McEvoy, who was informed about his new assignment on Monday night, will begin his new job next week, he said at a 103rd Precinct Community Council meeting Tuesday night.
He said he welcomed “the new position and the challenge.”
“We’ve done a tremendous amount of great work in this precinct; I’m certainly very proud of it,” he said about his tenure at the precinct that includes Jamaica, Hollis and Lakewood.
McEvoy, a 25-year NYPD veteran, who has worked at a number of precincts in Brooklyn, before becoming commanding officer of the 102nd Precinct in Richmond Hill, to later hold the same position at the 103rd Precinct in Jamaica, will now serve as executive officer — second in command — of the School Safety Division.

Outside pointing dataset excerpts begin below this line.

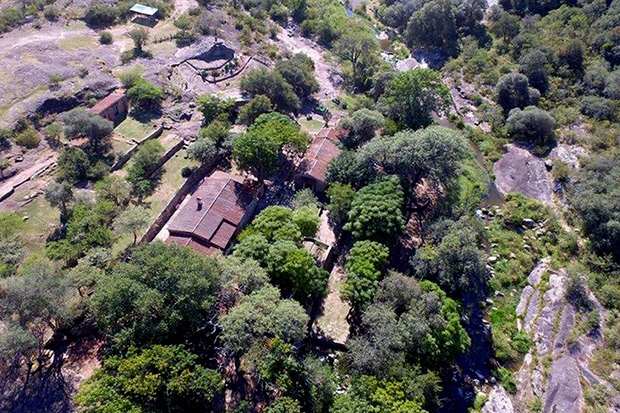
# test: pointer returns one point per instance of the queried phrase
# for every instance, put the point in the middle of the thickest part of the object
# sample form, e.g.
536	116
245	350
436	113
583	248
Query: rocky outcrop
556	367
520	171
499	401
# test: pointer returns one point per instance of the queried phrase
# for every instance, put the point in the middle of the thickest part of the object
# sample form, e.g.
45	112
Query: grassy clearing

McEvoy said his biggest achievement while working in Jamaica was “forming a great relationship with the community.”
“I’m going to miss this place and the people,” he said. “I met lifelong friends here.”
Donna Clopton, president of the 103rd Precinct Community Council, said that McEvoy was very dedicated to the community, and so was his wife Patricia, who organized several backpack drives to help local kids.
She said that last year, the couple delivered backpacks to children living in a local homeless shelter on McEvoy’s day off.
“He is a tough act to follow,” she said.
Beulah Wilson, 66, a retiree and longtime Jamaica resident, said that McEvoy is “a really community-minded person.”
“They will never find another commander like him,” she said.
McEvoy said that as of Tuesday night it was not clear who will replace him.
Under his tenure, overall crime went down by 7.3 percent and the number of shooting incidents decreased by 3.8 percent, McEvoy said.
According to the NYPD’s website, the School Safety Division oversees more than 5,000 school safety agents and more than 200 uniformed police officers.